One dude in a black car sent his kid in the store, and I turned my head entirely to the back of my truck so that there is no way they could say I had done anything creepy.  Then he coolly gets out of his car, lights his pipe and smokes while he takes my picture.  These reprehensible humans have to take your pic for their handlers.

So…yesterday…

I was hobbling into a store, and two long-haired men were approaching at the same time.  I was walking on the pavement, they were walking on the sidewalk in front.  Now since I am being stalked, I keep very aware of my surroundings, and watched them walk in, but not in a hostile way, just for observation.

Suddenly one of them says out of the side of his mouth, “Take your eyes off me, you stupid fucking bitch.  There is no need for you to take notice of me.”

Even more strange was that he did not even turn his head to look at me directly. And I am thinking, what?  What are you talking about? I have a right to see who is around me at any given time.
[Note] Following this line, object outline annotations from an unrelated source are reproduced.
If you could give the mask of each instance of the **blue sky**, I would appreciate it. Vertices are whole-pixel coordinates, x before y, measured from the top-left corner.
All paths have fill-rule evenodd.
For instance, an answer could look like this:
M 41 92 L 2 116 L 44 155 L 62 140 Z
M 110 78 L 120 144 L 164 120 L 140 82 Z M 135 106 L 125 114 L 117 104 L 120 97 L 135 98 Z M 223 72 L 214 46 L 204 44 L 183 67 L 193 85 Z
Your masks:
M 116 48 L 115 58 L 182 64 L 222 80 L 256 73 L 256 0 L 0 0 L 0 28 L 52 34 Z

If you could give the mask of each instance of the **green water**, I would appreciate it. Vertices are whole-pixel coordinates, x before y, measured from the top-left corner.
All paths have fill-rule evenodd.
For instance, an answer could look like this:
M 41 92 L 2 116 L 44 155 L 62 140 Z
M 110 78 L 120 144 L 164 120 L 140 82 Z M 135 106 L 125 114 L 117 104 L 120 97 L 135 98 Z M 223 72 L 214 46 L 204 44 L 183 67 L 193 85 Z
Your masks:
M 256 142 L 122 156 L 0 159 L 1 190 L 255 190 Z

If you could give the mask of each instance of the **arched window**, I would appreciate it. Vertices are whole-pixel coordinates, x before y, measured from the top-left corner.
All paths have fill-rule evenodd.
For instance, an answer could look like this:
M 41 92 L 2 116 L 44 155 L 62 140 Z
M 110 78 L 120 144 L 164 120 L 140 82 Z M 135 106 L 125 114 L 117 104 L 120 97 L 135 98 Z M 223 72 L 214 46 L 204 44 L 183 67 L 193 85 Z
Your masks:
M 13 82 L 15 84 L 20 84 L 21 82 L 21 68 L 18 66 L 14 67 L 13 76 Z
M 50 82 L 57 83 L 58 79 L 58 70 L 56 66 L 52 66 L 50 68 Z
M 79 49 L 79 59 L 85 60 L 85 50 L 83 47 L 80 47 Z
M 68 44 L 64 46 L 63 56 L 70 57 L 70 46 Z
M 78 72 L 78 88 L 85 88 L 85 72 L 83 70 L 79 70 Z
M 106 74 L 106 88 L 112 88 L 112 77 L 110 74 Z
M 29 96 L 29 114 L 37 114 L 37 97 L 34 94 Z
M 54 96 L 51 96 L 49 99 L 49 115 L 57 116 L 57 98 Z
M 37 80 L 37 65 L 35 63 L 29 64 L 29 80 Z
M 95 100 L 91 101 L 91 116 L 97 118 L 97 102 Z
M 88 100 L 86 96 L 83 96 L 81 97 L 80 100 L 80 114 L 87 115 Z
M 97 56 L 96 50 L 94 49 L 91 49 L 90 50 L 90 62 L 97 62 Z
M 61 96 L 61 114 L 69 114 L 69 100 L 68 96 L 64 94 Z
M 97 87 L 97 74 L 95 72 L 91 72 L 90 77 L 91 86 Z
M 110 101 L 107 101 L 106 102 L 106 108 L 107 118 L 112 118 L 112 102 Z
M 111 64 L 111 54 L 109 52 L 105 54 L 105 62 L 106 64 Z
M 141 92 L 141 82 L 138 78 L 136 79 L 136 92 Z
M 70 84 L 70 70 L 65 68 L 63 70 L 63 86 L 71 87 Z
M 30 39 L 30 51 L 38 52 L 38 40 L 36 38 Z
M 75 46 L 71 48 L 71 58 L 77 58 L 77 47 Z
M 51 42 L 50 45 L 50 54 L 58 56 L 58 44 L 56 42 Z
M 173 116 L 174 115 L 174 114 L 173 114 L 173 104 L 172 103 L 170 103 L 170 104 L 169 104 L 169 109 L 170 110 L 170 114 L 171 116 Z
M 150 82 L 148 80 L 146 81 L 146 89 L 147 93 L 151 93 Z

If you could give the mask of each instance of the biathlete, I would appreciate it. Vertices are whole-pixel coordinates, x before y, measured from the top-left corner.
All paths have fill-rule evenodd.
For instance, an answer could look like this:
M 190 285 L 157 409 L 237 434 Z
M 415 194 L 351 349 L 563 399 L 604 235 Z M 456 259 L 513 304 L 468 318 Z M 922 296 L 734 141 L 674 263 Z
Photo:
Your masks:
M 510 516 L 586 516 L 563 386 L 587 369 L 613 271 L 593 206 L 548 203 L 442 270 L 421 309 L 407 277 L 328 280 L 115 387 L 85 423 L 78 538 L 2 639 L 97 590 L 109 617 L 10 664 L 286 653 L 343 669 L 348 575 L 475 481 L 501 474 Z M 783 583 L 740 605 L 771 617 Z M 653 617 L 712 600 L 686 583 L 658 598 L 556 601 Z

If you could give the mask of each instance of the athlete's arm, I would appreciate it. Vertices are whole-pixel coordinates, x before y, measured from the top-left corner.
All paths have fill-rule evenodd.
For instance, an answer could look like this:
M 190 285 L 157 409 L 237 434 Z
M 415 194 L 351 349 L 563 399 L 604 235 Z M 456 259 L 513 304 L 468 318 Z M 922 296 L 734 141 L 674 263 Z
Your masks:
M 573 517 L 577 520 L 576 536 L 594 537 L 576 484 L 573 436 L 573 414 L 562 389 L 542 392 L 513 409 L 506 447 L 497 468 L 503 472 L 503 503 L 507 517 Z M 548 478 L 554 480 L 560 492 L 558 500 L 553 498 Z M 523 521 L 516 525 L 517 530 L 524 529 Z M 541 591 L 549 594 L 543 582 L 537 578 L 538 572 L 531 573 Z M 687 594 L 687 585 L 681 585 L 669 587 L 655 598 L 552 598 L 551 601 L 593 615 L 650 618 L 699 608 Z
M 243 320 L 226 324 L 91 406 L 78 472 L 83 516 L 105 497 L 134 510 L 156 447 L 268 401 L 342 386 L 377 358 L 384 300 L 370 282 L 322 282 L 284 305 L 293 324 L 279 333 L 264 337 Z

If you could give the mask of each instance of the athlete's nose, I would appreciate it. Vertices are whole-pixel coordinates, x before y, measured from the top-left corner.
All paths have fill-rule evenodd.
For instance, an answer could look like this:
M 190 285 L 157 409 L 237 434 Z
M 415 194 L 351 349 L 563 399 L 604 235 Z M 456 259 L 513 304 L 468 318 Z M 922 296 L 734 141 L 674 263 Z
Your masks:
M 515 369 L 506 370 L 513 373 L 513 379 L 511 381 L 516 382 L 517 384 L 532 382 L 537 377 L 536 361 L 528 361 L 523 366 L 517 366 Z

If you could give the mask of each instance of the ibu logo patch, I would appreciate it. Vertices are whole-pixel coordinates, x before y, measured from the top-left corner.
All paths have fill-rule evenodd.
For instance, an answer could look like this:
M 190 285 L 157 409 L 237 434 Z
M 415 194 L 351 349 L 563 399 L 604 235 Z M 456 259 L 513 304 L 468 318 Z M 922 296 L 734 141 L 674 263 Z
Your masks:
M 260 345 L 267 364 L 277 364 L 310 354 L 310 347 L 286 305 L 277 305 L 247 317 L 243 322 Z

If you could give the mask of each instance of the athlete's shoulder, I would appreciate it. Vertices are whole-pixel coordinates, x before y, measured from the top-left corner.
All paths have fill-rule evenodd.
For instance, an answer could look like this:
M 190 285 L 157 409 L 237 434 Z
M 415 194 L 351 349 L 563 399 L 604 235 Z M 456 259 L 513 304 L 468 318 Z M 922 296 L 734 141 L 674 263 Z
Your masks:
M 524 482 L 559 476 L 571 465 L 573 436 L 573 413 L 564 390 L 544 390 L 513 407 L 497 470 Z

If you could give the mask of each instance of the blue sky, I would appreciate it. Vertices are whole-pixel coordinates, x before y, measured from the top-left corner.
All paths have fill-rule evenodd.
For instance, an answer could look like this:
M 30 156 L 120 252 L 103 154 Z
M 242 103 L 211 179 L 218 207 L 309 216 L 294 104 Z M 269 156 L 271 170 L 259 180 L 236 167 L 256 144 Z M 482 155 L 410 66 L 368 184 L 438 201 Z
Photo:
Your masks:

So I when I came out of the store, they were still there!  Just sitting there not going into the store.  So why were they walking towards the store at that time?  They had no business to do there.

Gangstalkers. The hostility made me real nervous.  Being in a cast makes me even more vulnerable than I already am. (I have six more weeks in the cast.)

So when I got in the truck and pulled around the lot  to exit, they were still staring at me and had huge grins on their faces.

I did something that I don’t normally do and said a few choice words.  I’ll leave that to your imaginations.

And then I got scared because I mouthed off to them.  Horrible evil people.

So later in the afternoon, I picked up on the energy of the DoD guy and the FBI guy, and someone that I have had contact with.  (I don’t want to give too many details for the protection of the Good Hearts, so bear with me).

The person in contact was very upset.  She was crying or felt like crying.  Then I felt the sheriff’s energy…so I knew that they had enough fake evidence to arrest me for being a perv.

Okay, I cannot state this emphatically enough — I am not a pervert.  I do not stalk young women.  I do not rub my ass against young women.  I am not a creep.  I am a good person whom is being persecuted for not going along with the evil and even standing up against it.

I will not join the black robes and they have tried to get me to join.

I am still trying to unravel the deliberate misinformation of the New Agers who tried to misdirect me away from the right path that the Creator chose for me.  I fear that the one that I thought was a mentor was not.  And he may have put a negative energy into me or a spell of some sort.  And that they were part of the takeover of America.   Like I said, I am still trying to figure this out…

Anyway, after feeling all that energy directed at me, I was expecting to be arrested on false charges anytime.  And speaking of energy — I have picked up on Krystal Kenney’s energy.  She is part of the gangstalking and thought it was funny that the police are ready to move in.  Her energy was highly giddy that they were going to bring me down.  So that confirms to me that the plan to murder Kelsey Berreth was from these satanic evil ones and that gangstalking is being used to murder people.  My posts on that here and here.

And really?  I am just done and ready for it to be over with.  I am tired of being stalked by these evil assholes. I am tired of waiting for the police to come and arrest me on these trumped-up charges.  It is stressful beyond belief.

So just wanted to let you all know.  I guess it is a day to day thing now.  I just want this to be over.  I hope that I have helped some of you understand what is going on now because that was the intent of the blog.  Actually, it didn’t start out that way– when I was suffering from mercury poisoning and could not walk 20 ft without being exhausted and painful migraines that lasted for days…this blog was something to look forward to and a way to deal with everything going on in my personal life as well as seeing the country and Constitution destroyed by the evil ones.